Class RidgeRegression

java.lang.Object
smile.regression.RidgeRegression

public class RidgeRegression extends Object
Ridge Regression. Coefficient estimates for multiple linear regression models rely on the independence of the model terms. When terms are correlated and the columns of the design matrix X have an approximate linear dependence, the matrix X'X becomes close to singular. As a result, the least-squares estimate becomes highly sensitive to random errors in the observed response Y, producing a large variance.

Ridge regression is one method to address these issues. In ridge regression, the matrix X'X is perturbed to make its determinant appreciably different from 0.

Ridge regression is a kind of Tikhonov regularization, which is the most commonly used method of regularization of ill-posed problems. Ridge regression shrinks the regression coefficients by imposing a penalty on their size. By allowing a small amount of bias in the estimates, more reasonable coefficients may often be obtained. Often, small amounts of bias lead to dramatic reductions in the variance of the estimated model coefficients.

Another interpretation of ridge regression is available through Bayesian estimation. In this setting the belief that weight should be small is coded into a prior distribution.

The penalty term is unfair if the predictor variables are not on the same scale. Therefore, if we know that the variables are not measured in the same units, we typically scale the columns of X (to have sample variance 1), and then we perform ridge regression.
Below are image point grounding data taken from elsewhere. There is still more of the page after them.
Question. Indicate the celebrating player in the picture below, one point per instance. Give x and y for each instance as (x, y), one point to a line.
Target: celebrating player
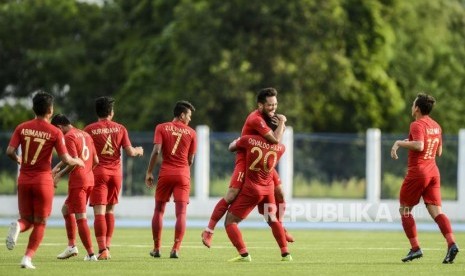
(257, 123)
(81, 182)
(37, 138)
(260, 158)
(109, 138)
(176, 142)
(423, 179)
When including an intercept term in the regression, we usually leave this coefficient unpenalized. Otherwise, we could add some constant amount to the vector y, and this would not result in the same solution. If we center the columns of X, then the intercept estimate ends up just being the mean of y.

Ridge regression does not set coefficients exactly to zero unless λ = ∞, in which case they're all zero. Hence, ridge regression cannot perform variable selection, and even though it performs well in terms of prediction accuracy, it does poorly in terms of offering a clear interpretation.

  • Constructor Details

    • RidgeRegression

      public RidgeRegression()
  • Method Details

    • fit

      public static LinearModel fit(Formula formula, DataFrame data)
      Fits a ridge regression model.
      Parameters:
      formula - a symbolic description of the model to be fitted.
      data - the data frame of the explanatory and response variables. NO NEED to include a constant column of 1s for bias.
      Returns:
      the model.
    • fit

      public static LinearModel fit(Formula formula, DataFrame data, Properties params)
      Fits a ridge regression model. The hyper-parameters in prop include
      • smile.ridge.lambda is the shrinkage/regularization parameter. Large lambda means more shrinkage. Choosing an appropriate value of lambda is important, and also difficult.
      • smile.ridge.standard.error is a boolean. If true, compute the estimated standard errors of the estimate of parameters
      Parameters:
      formula - a symbolic description of the model to be fitted.
      data - the data frame of the explanatory and response variables. NO NEED to include a constant column of 1s for bias.
      params - the hyper-parameters.
      Returns:
      the model.
    • fit

      public static LinearModel fit(Formula formula, DataFrame data, double lambda)
      Fits a ridge regression model.
      Parameters:
      formula - a symbolic description of the model to be fitted.
      data - the data frame of the explanatory and response variables. NO NEED to include a constant column of 1s for bias.
      lambda - the shrinkage/regularization parameter. Large lambda means more shrinkage. Choosing an appropriate value of lambda is important, and also difficult.
      Returns:
      the model.
    • fit

      public static LinearModel fit(Formula formula, DataFrame data, double[] weights, double[] lambda, double[] beta0)
      Fits a generalized ridge regression model that minimizes a weighted least squares criterion augmented with a generalized ridge penalty:
      
           (Y - X'*beta)' * W * (Y - X'*beta) + (beta - beta0)' * lambda * (beta - beta0)
       
      Parameters:
      formula - a symbolic description of the model to be fitted.
      data - the data frame of the explanatory and response variables. NO NEED to include a constant column of 1s for bias.
      weights - sample weights.
      lambda - the shrinkage/regularization parameter. Large lambda means more shrinkage. Choosing an appropriate value of lambda is important, and also difficult. Its length may be 1 so that its value is applied to all variables.
      beta0 - generalized ridge penalty target. Its length may be 1 so that its value is applied to all variables.
      Returns:
      the model.